Noise

Published:

Noise by Daniel Kahneman, Olivier Sibony, and Cass R. Sunstein

Part 1: Finding noise

  • Needless variability occurs between identical cases judged by different people, in the criminal justice system (even based on time of day or whether the local sports team won or lost), and in the insurance industry for making insurance claims. This is noise that causes needless injustice and financial costs

    Part 2: Your mind is a measuring instrument

  • “Judgment is measurement in which the instrument is a human mind. Implicit in measurement is the goal of accuracy—to approach truth and minimize error.”
  • Measurement is the assigning of a value produced by an instrument to some object or process.
  • When predicting the likelihood of some event, there is variability produced by what we decide to attend to, the informality of the judgment process (e.g., not having a plan of what to attend to), and the conversion of the overall judgment to a number (the likelihood)
  • If the noise (standard deviation) or bias (average) of an error are reduced by equal amounts, they have equal effect in reducing error. But our intuition tells us that centering our error distribution closer to zero is better (i.e., reducing bias). This is not true, reducing the spread of the distribution is just as effective.
  • Level noise measures variability in the average level of judgments by different judges (between judge variability)
  • Pattern noise is variability in judges’ responses to particular cases (within judge + between case variability)
  • Occasion noise is variability due to randomness (within judge variability)
  • Wisdom of crowds effect: the average answer of a large number of people is likely to be close to the truth (if the questions are relatively simple and don’t require expertise)
  • The wisdom of crowds effect tends to increase accuracy because the average smears out the noise inherent in the individual judgments
  • This also works with the crowd within. When we ask ourselves the same question multiple times, we tend to come a little closer to the truth. The larger the time that passes between judgments, the better the effect (the two members from the crowd within are further apart)
  • You are not the same person at all times. When our mood varies, our cognitive machinery changes along with it.
  • A study of nearly seven hundred thousand primary care visits showed that doctors become more likely to prescribe opioids as the end of the day nears. Under time-pressure, we lean towards quick-fix solutions.
  • Wisdom of the crowds has a necessary precondition: independence. If judgements are not independent, they risk being swayed by other judgments.
  • “If group members are listening to one another, they will shift in the direction of the dominant tendency, rendering the group more unified, more confident, and more extreme. And if people care about their reputation within the group, they will shift in the direction of the dominant tendency, producing polarization.”

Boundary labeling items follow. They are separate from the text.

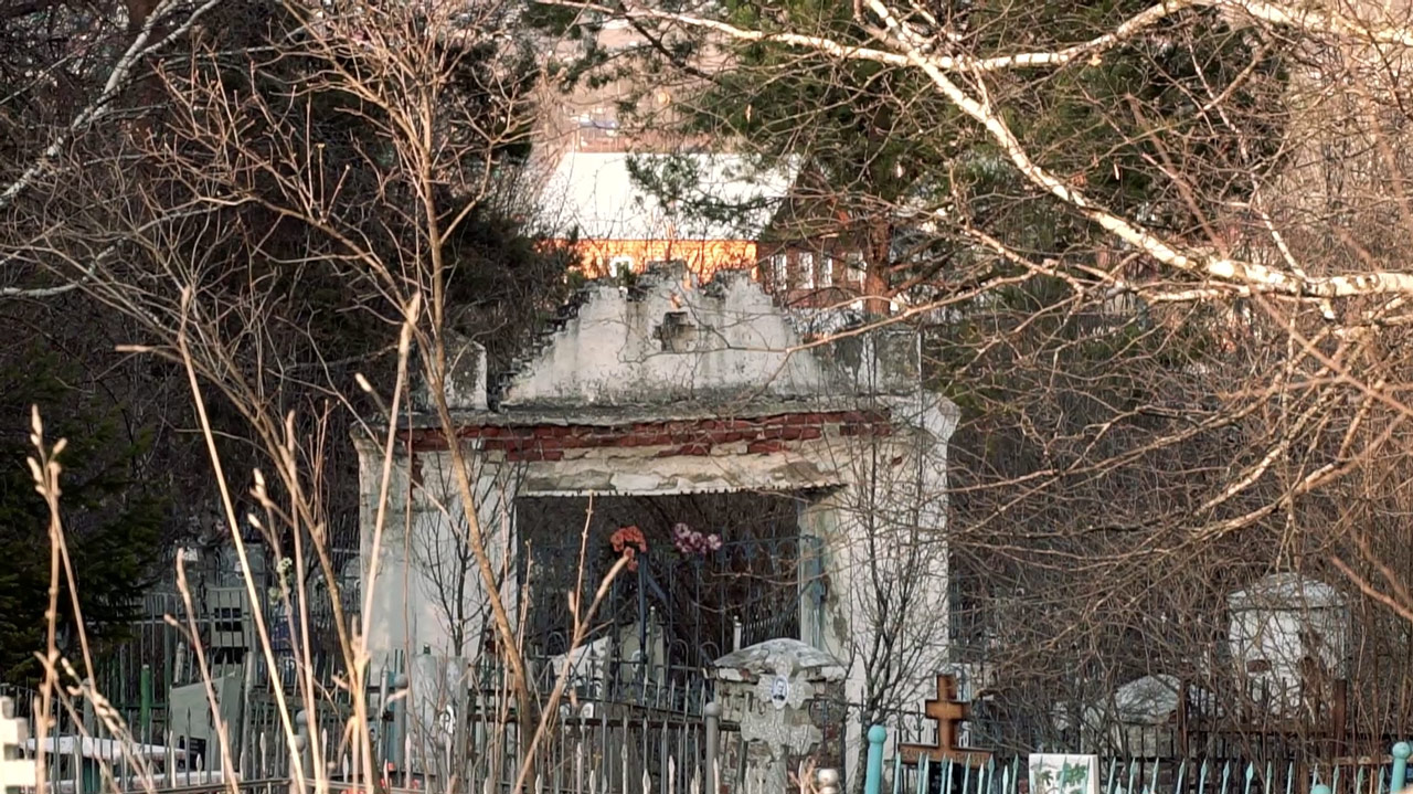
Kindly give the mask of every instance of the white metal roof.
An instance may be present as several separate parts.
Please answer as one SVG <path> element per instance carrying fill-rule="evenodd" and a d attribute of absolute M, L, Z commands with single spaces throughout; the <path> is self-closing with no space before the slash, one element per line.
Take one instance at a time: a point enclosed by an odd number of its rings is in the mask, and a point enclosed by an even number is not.
<path fill-rule="evenodd" d="M 746 206 L 729 220 L 675 212 L 633 181 L 629 162 L 653 168 L 668 158 L 698 177 L 691 199 Z M 591 240 L 755 240 L 794 182 L 794 168 L 759 170 L 733 154 L 629 154 L 571 151 L 555 167 L 540 195 L 551 226 Z"/>

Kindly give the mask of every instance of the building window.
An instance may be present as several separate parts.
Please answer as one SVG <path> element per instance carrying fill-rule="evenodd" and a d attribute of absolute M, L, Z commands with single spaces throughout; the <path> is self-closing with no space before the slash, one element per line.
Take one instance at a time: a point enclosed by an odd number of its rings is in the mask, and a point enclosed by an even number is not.
<path fill-rule="evenodd" d="M 800 251 L 800 288 L 814 290 L 814 254 Z"/>
<path fill-rule="evenodd" d="M 770 281 L 776 290 L 790 288 L 790 260 L 786 254 L 770 254 Z"/>
<path fill-rule="evenodd" d="M 616 256 L 609 260 L 609 278 L 622 278 L 633 273 L 633 257 Z"/>
<path fill-rule="evenodd" d="M 863 251 L 849 251 L 848 256 L 845 257 L 845 261 L 848 261 L 848 273 L 845 274 L 845 278 L 851 284 L 858 284 L 858 285 L 862 287 L 863 285 Z"/>

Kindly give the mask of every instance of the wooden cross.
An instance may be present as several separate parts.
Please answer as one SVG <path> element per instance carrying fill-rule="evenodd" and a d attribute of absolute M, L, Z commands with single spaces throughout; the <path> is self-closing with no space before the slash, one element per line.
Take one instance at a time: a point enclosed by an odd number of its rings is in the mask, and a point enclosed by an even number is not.
<path fill-rule="evenodd" d="M 951 759 L 966 766 L 983 766 L 991 760 L 988 750 L 961 746 L 959 729 L 971 712 L 971 706 L 957 699 L 955 675 L 938 675 L 937 699 L 926 701 L 924 705 L 924 713 L 937 721 L 937 746 L 903 745 L 899 747 L 903 763 L 916 764 L 920 759 L 933 762 Z"/>

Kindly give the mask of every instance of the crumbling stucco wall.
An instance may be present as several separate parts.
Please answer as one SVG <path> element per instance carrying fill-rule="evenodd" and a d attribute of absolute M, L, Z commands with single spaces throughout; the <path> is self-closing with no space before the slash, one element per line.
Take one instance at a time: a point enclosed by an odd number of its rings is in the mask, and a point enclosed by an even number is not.
<path fill-rule="evenodd" d="M 917 338 L 904 332 L 804 346 L 790 315 L 749 278 L 697 287 L 680 270 L 654 271 L 633 288 L 586 291 L 485 403 L 493 410 L 456 411 L 451 432 L 425 418 L 404 428 L 397 468 L 425 475 L 458 444 L 478 470 L 496 472 L 485 478 L 497 483 L 492 503 L 479 510 L 485 526 L 504 528 L 496 554 L 510 548 L 503 506 L 517 496 L 807 496 L 800 527 L 824 540 L 828 595 L 825 615 L 803 616 L 796 639 L 846 664 L 849 699 L 886 687 L 892 704 L 916 705 L 945 667 L 947 442 L 957 422 L 951 403 L 921 390 L 918 360 Z M 365 458 L 367 493 L 380 451 Z M 417 516 L 414 524 L 439 520 Z M 393 547 L 383 544 L 384 569 L 398 565 Z M 383 576 L 415 592 L 401 572 Z M 400 598 L 374 600 L 413 613 L 418 641 L 435 634 Z M 817 624 L 824 630 L 811 632 Z M 393 646 L 407 630 L 376 619 L 370 646 Z M 889 658 L 876 653 L 882 634 L 896 637 L 883 647 Z"/>

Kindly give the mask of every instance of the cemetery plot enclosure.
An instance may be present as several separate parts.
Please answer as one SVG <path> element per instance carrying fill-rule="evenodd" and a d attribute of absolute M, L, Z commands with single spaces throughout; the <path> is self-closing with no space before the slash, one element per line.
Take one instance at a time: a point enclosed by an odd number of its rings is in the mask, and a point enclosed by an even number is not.
<path fill-rule="evenodd" d="M 815 639 L 821 544 L 800 534 L 801 504 L 801 496 L 753 492 L 519 499 L 528 653 L 550 671 L 565 664 L 565 593 L 578 586 L 584 603 L 592 600 L 625 545 L 633 562 L 571 654 L 582 698 L 657 702 L 656 689 L 695 689 L 701 671 L 738 646 Z"/>

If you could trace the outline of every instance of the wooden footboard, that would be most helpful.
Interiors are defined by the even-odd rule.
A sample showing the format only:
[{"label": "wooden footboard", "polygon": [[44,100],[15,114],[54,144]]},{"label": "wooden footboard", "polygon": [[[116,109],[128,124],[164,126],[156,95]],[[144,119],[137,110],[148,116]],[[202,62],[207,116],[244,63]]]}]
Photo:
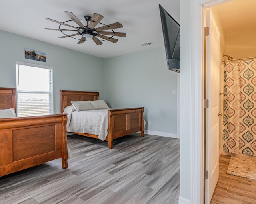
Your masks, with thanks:
[{"label": "wooden footboard", "polygon": [[68,167],[66,114],[0,119],[0,176],[62,158]]},{"label": "wooden footboard", "polygon": [[108,148],[113,147],[113,140],[140,131],[144,136],[143,107],[108,110]]},{"label": "wooden footboard", "polygon": [[[91,91],[60,91],[61,112],[71,105],[71,101],[96,100],[99,99],[99,92]],[[143,107],[131,108],[108,110],[108,133],[106,139],[108,148],[113,147],[113,140],[140,131],[144,136]],[[98,135],[86,133],[72,133],[81,135],[98,139]]]}]

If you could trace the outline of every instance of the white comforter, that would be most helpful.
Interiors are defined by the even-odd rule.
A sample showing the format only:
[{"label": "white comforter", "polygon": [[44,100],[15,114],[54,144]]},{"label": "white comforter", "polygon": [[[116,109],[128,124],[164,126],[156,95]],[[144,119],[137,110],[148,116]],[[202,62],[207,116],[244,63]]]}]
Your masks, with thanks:
[{"label": "white comforter", "polygon": [[64,109],[67,113],[67,131],[93,134],[105,140],[108,134],[108,109],[76,111],[72,106]]}]

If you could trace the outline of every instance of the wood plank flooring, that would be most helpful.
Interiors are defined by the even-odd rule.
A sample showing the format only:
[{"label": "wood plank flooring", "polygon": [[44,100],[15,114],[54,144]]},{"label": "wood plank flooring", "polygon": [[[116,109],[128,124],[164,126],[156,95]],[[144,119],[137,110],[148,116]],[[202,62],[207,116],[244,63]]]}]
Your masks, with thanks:
[{"label": "wood plank flooring", "polygon": [[0,203],[178,203],[179,139],[136,133],[109,149],[107,141],[73,135],[68,143],[68,169],[58,159],[0,177]]},{"label": "wood plank flooring", "polygon": [[219,178],[210,204],[256,204],[256,180],[227,174],[230,158],[220,157]]}]

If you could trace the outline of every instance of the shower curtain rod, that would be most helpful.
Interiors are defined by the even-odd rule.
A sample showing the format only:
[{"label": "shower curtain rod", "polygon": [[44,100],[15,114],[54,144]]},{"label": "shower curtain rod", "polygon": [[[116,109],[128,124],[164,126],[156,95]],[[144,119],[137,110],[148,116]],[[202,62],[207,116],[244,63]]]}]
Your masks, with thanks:
[{"label": "shower curtain rod", "polygon": [[221,62],[227,62],[228,61],[234,61],[235,60],[242,60],[243,59],[256,59],[256,57],[246,57],[246,58],[239,58],[238,59],[227,59],[226,60],[222,60]]}]

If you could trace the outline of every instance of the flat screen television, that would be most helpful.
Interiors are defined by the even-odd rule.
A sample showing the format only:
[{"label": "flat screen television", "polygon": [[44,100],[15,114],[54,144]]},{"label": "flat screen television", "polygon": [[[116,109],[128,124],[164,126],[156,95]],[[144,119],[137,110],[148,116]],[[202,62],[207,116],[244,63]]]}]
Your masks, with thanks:
[{"label": "flat screen television", "polygon": [[168,69],[180,72],[180,25],[159,4]]}]

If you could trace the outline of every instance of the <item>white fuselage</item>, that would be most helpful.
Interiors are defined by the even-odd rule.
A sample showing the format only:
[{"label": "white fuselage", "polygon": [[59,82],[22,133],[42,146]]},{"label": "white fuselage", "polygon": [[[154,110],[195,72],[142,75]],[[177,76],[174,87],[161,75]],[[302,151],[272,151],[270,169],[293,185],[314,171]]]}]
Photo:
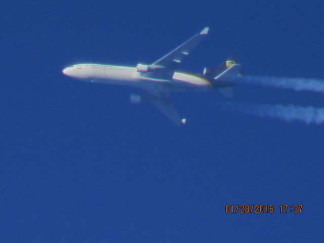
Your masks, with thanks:
[{"label": "white fuselage", "polygon": [[73,65],[64,68],[67,76],[85,81],[107,84],[128,85],[153,92],[187,90],[206,90],[211,88],[208,80],[200,76],[181,72],[174,72],[170,80],[145,76],[135,67],[97,64]]}]

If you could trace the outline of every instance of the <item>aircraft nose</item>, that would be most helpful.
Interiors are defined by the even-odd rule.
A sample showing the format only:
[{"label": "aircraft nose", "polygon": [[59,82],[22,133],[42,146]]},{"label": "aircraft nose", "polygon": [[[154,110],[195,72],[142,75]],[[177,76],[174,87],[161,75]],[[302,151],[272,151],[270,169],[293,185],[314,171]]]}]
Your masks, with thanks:
[{"label": "aircraft nose", "polygon": [[64,75],[69,75],[69,70],[70,69],[71,69],[71,68],[70,67],[66,67],[65,68],[63,69],[62,70],[62,72]]}]

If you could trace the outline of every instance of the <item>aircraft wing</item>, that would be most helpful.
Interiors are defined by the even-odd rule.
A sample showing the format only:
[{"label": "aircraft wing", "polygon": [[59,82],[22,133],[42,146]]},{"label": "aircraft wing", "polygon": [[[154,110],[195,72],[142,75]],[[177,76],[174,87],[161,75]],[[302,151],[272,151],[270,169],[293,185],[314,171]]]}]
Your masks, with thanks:
[{"label": "aircraft wing", "polygon": [[167,54],[163,57],[154,62],[152,66],[159,67],[149,75],[159,77],[169,77],[173,75],[175,70],[187,57],[193,48],[208,33],[209,28],[205,27],[198,33],[189,39],[184,43]]},{"label": "aircraft wing", "polygon": [[167,116],[172,122],[177,125],[184,124],[186,122],[185,118],[181,119],[180,115],[171,104],[169,97],[165,96],[151,96],[148,98],[149,101],[160,111]]}]

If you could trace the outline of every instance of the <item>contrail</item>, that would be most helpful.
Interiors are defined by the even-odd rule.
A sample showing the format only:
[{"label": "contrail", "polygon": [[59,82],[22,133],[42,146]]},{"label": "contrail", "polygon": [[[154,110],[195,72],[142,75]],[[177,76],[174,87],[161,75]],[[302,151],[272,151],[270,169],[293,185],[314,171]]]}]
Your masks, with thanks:
[{"label": "contrail", "polygon": [[234,80],[231,80],[237,84],[243,83],[248,85],[289,89],[297,91],[308,91],[324,93],[324,80],[321,79],[302,77],[244,75],[235,77]]},{"label": "contrail", "polygon": [[260,117],[276,118],[288,122],[298,121],[307,125],[324,123],[324,107],[229,103],[222,103],[221,105],[227,110],[230,109]]}]

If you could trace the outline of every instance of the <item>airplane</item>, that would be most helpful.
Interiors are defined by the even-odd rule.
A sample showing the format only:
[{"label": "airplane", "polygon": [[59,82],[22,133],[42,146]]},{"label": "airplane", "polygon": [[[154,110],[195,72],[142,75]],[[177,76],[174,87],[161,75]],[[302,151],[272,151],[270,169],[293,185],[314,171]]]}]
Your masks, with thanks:
[{"label": "airplane", "polygon": [[136,66],[96,63],[76,64],[64,68],[63,73],[79,80],[95,83],[130,86],[139,88],[142,94],[131,95],[133,103],[150,102],[174,124],[185,124],[169,99],[170,93],[185,91],[207,91],[214,89],[226,96],[232,94],[231,80],[239,75],[240,65],[231,58],[217,68],[204,68],[194,74],[177,71],[182,60],[208,33],[206,27],[199,33],[151,64],[138,63]]}]

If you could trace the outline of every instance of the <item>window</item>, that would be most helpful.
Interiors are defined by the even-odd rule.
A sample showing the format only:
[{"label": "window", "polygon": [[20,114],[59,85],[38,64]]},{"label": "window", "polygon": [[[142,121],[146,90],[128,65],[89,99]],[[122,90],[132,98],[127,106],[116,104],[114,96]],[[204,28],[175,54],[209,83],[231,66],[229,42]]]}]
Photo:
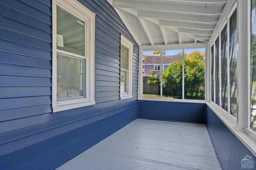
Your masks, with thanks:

    Part 3: Noise in predictive judgments

  • Why do decision makers neglect objective ignorance (how much information they lack)? “When they listen to their gut, decision makers hear the internal signal and feel the emotional reward it brings. This internal signal that a good judgment has been reached is the voice of confidence, of ‘knowing without knowing why.’”
  • Decision makers value internal coherence and satisfaction of reaching closure on a judgment more than actually getting the judgment correct.
  • Causal thinking lures us into a false certainty about why things turned out the way they do. When a situation unfurls, and every step is plausible, we tell ourselves “of course it turned out this way” and model our future predictions accordingly. What we fail to realize is how differently things could have turned out if another plausible explanation occurred at an intermediate stage.

    Part 4: How Noise Happens

  • “We think we base our opinions on evidence, but the evidence we consider and our interpretation of it are likely to be distorted, at least to some extent, to our initial snap judgment. As a result, we maintain the coherence of the overall story that has emerged in our mind.”
  • Judgment is an operation that assigns a value on a scale to a subjective impression
    • Subjective impression…when we sense something, our conscious awareness of it is an impression—an impression created by sense organs transforming one form of energy into electrical energy sent to the neurons in our brains, leaving impressions in our minds. Like a handprint left in a memory foam mattress, we confuse the handprint for the hand.
  • The anchor effect influences sequences of judgments. When predicting something quantitative, like a dollar penalty for a crime, dollar estimates of the first case presented will influence downstream estimates, since it will serve as a reference value. If different people receive different cases first, this creates noise.
    • To reduce this, asking instead for a ranking and then establishing a cost to be applied based on the relative ranking reduces this level noise (the noise between judges due to different anchors)
  • “Subjective confidence in one’s judgment by no means guarantees accuracy. Moreover, the suppression of alternative interpretations…could induce the….illusion of agreement. If people cannot imagine possible alternatives to their conclusions, they will naturally assume that other observers must reach the same conclusions, too.”
  • Bias is a compelling figure that demands our attention, noise is the background which we pay no attention to

    Part 5: Improving judgments

  • “Noise is an invisible enemy, and preventing the assault of an invisible enemy can yield only an invisible victory.”